Depending on how the Supreme Court ultimately rules, the decision could come with far-reaching implications for Medicaid patients nationwide.

“While [Medina v. Planned Parenthood South Atlantic] presents a technical question about whether the Medicaid law confers a right on Medicaid participants to see the provider of their choice, the actual, underlying question is whether the government may prevent citizens from receiving medically appropriate care from their doctor of choice because the government doesn’t approve of the provider,” Molly Meegan, chief legal officer and general counsel of the American College of Obstetricians and Gynecologists (ACOG), said in a statement.

If the justices rule that the Medicaid Act does not allow for an individual to sue to preserve access to providers of their choosing, enforcement of the free-choice-of-provider provision would largely fall to the federal government, which Planned Parenthood argued would render the provision toothless.

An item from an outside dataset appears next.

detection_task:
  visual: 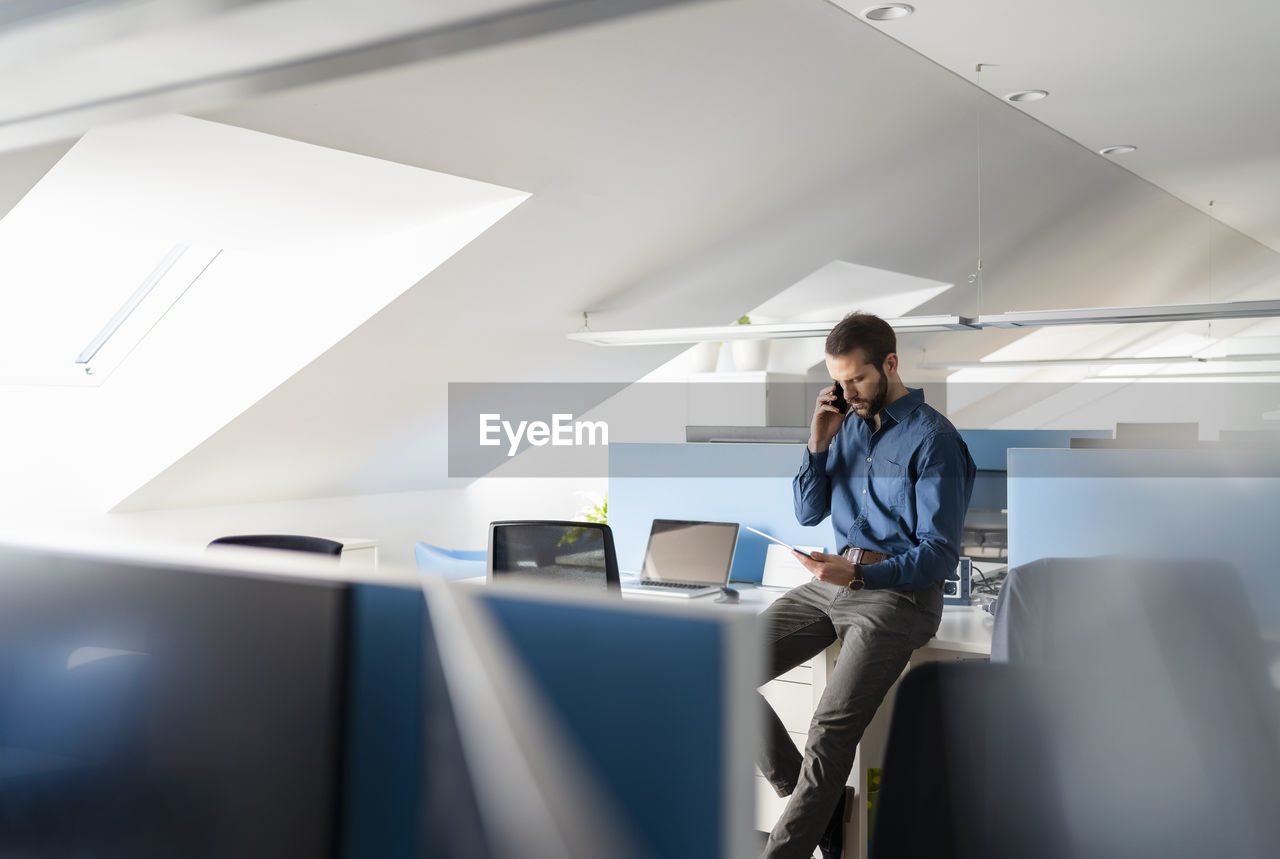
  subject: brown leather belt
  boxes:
[842,545,888,567]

It could also embolden other states to exclude entire swaths of providers based on politics and the kinds of care they provide, rather than whether providers are qualified to provide that health care.

And with a presidential administration hostile to reproductive health care, it’s unlikely that federal authorities would step in to ensure patient access to providers blocked by anti-choice states—especially since it sent Kyle Hawkins, counselor to the U.S. Solicitor General, to argue for South Carolina on the administration’s behalf.

Earlier this week, Donald Trump’s administration announced it was freezing tens of millions of dollars in Title X funding to nine Planned Parenthood affiliates, POLITICO first reported. Planned Parenthood did not immediately respond to Rewire News Group’s questions about how the Court’s ruling, coupled with the Trump administration’s cuts to the organization’s Title X funding, will impact its bottom line.

It’s not the first step the administration has taken to undermine reproductive health-care access. Since the start of Trump’s second term, the president and members of his administration have re-instituted the global gag rule on abortion, called the safety of the abortion drug mifepristone—which is safer than Tylenol—into question, and banned the federal funding of gender-affirming care for individuals under 19. And Trump’s Department of Justice could enforce the Comstock Act to restrict medication abortion access nationwide.

With Trump in the White House and a Republican majority in both chambers of Congress, a Supreme Court ruling in favor of South Carolina could leave millions of Medicaid patients with fewer options and less autonomy over their care.

“Legislative interference in access to medical care is dangerous,” added Meegan, who penned ACOG’s amicus brief in Medina. “Limiting access to disfavored providers is just another form of controlling access to care—and, in turn, controlling people’s health and lives.”